There are other “bonuses” for Africans as well: $100 million has been allocated through the American International Development Finance Corporation for the development of the so-called clean energy and $350 million for the digital transformation of Africa. A memorandum was signed to support the development of the production chain for the assembly of electric vehicles between the United States, the Democratic Republic of the Congo, and Zambia. The goal is to build a plant on the border of the DRC and Zambia for the production of batteries for electric vehicles. It is stated that in the period up to 2025, $ 4 billion will be allocated through the Agency for International Development and the US Centers for Disease Control and Prevention for the training of medical personnel in Africa. The first recipients are Ghana, Kenya, Côte d’Ivoire, Malawi, and Nigeria.

Why did the US go for unprecedented generosity? And are there any political motives behind this?

Of course, there are! Washington is full of pragmatists and they want to get the maximum effect from investments that have been announced but not yet made.

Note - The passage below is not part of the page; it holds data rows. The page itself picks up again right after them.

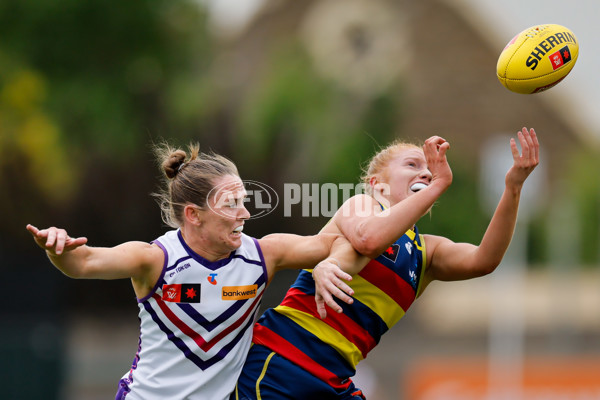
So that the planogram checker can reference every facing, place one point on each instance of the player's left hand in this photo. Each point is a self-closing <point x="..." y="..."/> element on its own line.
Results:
<point x="328" y="283"/>
<point x="525" y="161"/>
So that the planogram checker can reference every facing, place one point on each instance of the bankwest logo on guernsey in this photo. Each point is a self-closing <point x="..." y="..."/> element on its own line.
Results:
<point x="239" y="292"/>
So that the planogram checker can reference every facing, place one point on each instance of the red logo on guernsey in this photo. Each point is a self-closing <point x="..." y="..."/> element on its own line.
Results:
<point x="212" y="278"/>
<point x="182" y="293"/>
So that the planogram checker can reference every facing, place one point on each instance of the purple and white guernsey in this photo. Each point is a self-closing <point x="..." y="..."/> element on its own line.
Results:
<point x="196" y="325"/>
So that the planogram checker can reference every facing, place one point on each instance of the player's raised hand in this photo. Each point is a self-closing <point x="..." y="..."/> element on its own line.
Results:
<point x="328" y="283"/>
<point x="525" y="161"/>
<point x="435" y="149"/>
<point x="55" y="240"/>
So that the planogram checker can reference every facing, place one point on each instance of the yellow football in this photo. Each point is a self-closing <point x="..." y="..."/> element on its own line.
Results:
<point x="537" y="58"/>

At the political and ideological level, the United States and the ruling Democratic Party want to nullify the achievements of other countries on the continent in a single go and return American hegemony there, which is concealed under the banner of “leadership.” The return to American dominance on the continent will allow, according to Washington, to stake out the most important positions in the struggle for Africa for the entire twenty-first century and to cast aside competitors.

Actively condemning and demonizing China and Russia for their alleged plans to strengthen their military presence on the continent (which in fact is practically non-existent, with the exception of the Chinese base in Djibouti, used to rotate Chinese peacekeepers as part of a UN multinational force), the US itself is actively seeking to gain a foothold on it militarily, in order to build a system of total control over maritime communications and the Internet and put the continent under its military-political and informational control.

African leaders, before believing American promises, should remember that it was the United States that was the main player in the slave trade, it was to America that slaves from the African continent were mainly exported (appr. 17 million people). It was under the leadership of the United States that Libya was defeated, and the occupants of the White House in 2011 (representatives of the current ruling Democratic Party) watched the assassination of Libyan leader Muammar Gaddafi live on air with undisguised pleasure. And why? Only because Gaddafi dreamed of a united and sovereign Africa, wrested from the power of the dollar. And now Washington is trying to save it by actively printing dollars for some African countries.

With loud statements about its investments, the United States is deploying its biological laboratories in Africa for very dubious purposes, as was the case in Ukraine, after the appearance of which very strange new infectious diseases soon flare up. And then they generously offer their vaccines to fight them. What are the components in these vaccines, and how safe they are, I’m afraid, we will find out much later, as was the case with the covid-19 vaccines, which, as Western experts themselves now say, have many side effects … What is more, Joe Biden even during this summit is announcing the possible emergence of a new pandemic. How does he know about that?

And one more thing – the development programs of the so-called “green” or, more precisely, low-emission energy is strongly connected with the desire of the United States to impose its hydrocarbons on other countries, primarily Europe, by reducing their production in promising areas such as Africa. And this is despite the fact that the West itself is undergoing a serious energy crisis, provoked by its own actions. In other words, “beware of Greeks bearing gifts.”